Better Communication in the Workplace

Posted on October 1, 2010 in Consulting

Four simple tips to avoid not-so-simple problems

Want to dodge the courthouse and avoid employee claims against your company?  Remember one key phrase: better communication.  Employers can easily avoid workplace problems with better communication. 

In this newsletter, we describe several important tips for improving workplace communication.  Our experience demonstrates that implementing these ideas will help you address workplace issues before they become workplace problems (e.g., claims and lawsuits).

Let’s begin with a simple exercise.  Emphasizing a different word in the sentence each time, repeat this phrase out loud: “I never said he stole the money.” The significance of tone is immediately noticeable.  Studies show that 55 percent of communication comes from body language, and 38 percent occurs through tone of voice. Only seven percent of our communication is content based. 

From this exercise, and through the significance of body language and tone, we learn that effective communication must be done in person. That brings us to TIP ONE:  Any meaningful workplace communication should be done in person.   You already know what comes next.  Stop using email (and definitely text messages) for important communication.

For the following three tips, consider a few of the most common events in the workplace where communication is critical:  hiring, discipline, and termination. 
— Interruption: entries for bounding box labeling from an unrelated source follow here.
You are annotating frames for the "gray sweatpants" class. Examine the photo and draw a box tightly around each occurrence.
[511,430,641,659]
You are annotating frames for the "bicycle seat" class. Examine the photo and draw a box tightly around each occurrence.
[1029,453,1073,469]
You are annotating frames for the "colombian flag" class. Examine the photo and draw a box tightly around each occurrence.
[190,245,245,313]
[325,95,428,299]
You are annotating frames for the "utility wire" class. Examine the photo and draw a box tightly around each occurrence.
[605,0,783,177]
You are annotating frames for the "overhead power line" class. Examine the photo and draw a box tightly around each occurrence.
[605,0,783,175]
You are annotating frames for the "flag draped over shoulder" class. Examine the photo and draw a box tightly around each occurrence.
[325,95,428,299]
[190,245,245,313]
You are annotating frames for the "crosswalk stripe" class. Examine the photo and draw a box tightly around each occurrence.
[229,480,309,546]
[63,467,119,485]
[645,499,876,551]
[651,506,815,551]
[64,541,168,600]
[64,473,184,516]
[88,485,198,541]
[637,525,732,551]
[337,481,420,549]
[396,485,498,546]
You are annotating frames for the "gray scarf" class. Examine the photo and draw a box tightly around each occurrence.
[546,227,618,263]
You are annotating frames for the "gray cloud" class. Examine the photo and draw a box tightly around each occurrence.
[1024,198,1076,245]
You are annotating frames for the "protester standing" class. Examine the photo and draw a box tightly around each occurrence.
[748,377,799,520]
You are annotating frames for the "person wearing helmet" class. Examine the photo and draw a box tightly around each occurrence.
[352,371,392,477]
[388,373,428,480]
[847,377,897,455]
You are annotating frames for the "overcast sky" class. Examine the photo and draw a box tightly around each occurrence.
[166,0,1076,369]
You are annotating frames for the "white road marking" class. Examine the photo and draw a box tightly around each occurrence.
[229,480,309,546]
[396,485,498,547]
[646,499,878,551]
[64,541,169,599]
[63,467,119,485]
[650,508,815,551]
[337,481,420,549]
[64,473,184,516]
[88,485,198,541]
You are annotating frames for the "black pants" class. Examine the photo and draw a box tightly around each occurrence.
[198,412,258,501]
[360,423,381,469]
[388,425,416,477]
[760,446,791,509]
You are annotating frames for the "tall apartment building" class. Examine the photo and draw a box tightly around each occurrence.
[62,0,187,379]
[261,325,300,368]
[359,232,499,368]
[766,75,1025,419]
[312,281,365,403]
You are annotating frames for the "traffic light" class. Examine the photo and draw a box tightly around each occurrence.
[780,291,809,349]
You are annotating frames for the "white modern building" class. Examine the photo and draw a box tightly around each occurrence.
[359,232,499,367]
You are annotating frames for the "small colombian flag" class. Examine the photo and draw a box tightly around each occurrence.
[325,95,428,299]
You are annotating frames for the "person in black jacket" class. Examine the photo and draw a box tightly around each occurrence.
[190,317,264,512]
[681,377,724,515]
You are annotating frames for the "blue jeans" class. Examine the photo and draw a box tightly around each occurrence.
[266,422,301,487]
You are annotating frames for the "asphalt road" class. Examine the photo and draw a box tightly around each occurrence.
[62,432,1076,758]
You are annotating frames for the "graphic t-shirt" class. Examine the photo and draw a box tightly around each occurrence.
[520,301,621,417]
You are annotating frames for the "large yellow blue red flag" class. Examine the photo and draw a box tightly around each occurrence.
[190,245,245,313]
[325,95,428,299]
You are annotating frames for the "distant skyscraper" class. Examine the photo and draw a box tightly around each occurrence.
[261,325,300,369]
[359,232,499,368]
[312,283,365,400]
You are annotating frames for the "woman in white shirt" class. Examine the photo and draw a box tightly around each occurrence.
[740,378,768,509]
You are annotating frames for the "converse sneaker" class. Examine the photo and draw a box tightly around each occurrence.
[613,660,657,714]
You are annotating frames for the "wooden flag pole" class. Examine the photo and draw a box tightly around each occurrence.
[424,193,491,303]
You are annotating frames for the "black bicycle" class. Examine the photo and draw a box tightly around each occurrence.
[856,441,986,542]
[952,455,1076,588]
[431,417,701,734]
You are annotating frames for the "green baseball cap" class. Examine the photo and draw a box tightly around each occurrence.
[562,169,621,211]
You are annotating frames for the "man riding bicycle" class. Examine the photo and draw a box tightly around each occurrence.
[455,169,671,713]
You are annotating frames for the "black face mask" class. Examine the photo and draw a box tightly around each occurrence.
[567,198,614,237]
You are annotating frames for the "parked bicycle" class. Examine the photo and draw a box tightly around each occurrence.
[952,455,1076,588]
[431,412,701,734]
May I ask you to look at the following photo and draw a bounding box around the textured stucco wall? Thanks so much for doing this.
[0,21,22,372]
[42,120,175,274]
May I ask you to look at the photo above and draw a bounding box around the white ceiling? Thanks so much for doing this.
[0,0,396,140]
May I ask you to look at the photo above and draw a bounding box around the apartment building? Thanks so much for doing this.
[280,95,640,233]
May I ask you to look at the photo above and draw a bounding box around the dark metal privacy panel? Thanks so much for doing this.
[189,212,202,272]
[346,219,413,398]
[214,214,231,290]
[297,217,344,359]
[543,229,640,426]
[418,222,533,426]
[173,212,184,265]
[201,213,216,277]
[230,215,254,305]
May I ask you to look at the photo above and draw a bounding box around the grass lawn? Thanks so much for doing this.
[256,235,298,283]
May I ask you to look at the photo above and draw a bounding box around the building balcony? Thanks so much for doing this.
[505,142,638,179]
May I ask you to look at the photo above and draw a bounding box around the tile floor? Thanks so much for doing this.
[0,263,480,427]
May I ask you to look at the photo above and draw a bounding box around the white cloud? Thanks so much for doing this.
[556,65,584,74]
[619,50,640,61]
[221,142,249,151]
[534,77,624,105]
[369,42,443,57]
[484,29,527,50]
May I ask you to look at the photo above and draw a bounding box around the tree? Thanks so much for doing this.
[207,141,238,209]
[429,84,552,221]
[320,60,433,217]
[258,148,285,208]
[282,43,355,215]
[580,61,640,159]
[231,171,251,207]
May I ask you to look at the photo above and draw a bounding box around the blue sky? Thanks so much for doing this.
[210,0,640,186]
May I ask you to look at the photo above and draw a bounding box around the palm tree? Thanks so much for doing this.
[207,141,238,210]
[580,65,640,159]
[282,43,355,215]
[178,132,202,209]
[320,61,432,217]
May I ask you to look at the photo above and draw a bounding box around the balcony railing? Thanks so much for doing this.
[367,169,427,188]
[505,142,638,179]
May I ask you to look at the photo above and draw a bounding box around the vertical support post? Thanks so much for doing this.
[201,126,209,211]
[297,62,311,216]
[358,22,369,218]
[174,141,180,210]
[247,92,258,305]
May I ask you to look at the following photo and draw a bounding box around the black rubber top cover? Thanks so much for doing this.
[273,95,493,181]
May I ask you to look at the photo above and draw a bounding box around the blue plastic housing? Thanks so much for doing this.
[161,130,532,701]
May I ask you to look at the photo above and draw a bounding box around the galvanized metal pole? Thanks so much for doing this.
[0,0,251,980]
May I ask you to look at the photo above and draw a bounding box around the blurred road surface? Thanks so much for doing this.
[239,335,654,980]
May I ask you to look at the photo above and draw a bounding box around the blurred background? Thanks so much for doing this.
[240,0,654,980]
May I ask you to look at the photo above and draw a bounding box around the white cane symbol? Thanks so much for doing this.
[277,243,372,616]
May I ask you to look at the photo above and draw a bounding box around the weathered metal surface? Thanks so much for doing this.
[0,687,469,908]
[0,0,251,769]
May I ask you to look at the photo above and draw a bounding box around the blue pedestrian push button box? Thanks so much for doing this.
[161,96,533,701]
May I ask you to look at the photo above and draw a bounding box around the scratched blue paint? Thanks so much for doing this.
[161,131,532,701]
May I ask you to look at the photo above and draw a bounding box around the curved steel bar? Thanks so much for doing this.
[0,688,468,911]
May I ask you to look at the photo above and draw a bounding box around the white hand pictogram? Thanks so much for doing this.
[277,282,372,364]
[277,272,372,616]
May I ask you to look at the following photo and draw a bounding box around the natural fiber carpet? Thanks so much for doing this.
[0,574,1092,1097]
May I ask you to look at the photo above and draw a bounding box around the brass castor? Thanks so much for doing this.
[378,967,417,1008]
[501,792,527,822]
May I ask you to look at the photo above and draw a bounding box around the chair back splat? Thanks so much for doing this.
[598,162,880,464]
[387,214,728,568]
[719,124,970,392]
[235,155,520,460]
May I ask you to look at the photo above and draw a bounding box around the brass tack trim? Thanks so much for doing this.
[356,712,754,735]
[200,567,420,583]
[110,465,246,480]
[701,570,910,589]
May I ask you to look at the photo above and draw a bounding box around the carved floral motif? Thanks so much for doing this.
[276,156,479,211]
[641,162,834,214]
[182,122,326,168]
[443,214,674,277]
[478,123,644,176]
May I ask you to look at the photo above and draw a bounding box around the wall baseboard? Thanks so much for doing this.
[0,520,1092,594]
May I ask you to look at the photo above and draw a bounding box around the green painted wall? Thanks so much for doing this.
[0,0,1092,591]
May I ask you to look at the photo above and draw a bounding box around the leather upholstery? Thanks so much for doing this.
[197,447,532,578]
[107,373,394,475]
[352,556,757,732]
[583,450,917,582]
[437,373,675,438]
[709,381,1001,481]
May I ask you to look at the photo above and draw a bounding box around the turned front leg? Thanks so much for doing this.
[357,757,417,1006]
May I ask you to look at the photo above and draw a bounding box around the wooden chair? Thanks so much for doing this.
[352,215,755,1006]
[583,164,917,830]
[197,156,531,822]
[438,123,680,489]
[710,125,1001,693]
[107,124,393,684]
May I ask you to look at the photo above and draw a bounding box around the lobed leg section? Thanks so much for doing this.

Better workplace communication should be implemented from the beginning: the first day on the job. TIP TWO:  A new hire should review the job description and the employee handbook with their supervisor at the start of their employment.   A supervisor should sit down with a new hire to discuss the hiring packet.  Simply presenting an employee with a handbook does very little.  A good handbook (a discussion for a later newsletter) should be succinct, with the capability of being reviewed with a new employee in 45 minutes.  In that same initial meeting, a new hire should receive guidance on the expectations of the position.  A well-written job description accomplishes this goal and has the added benefit of serving as a measuring stick should poor performance later arise. 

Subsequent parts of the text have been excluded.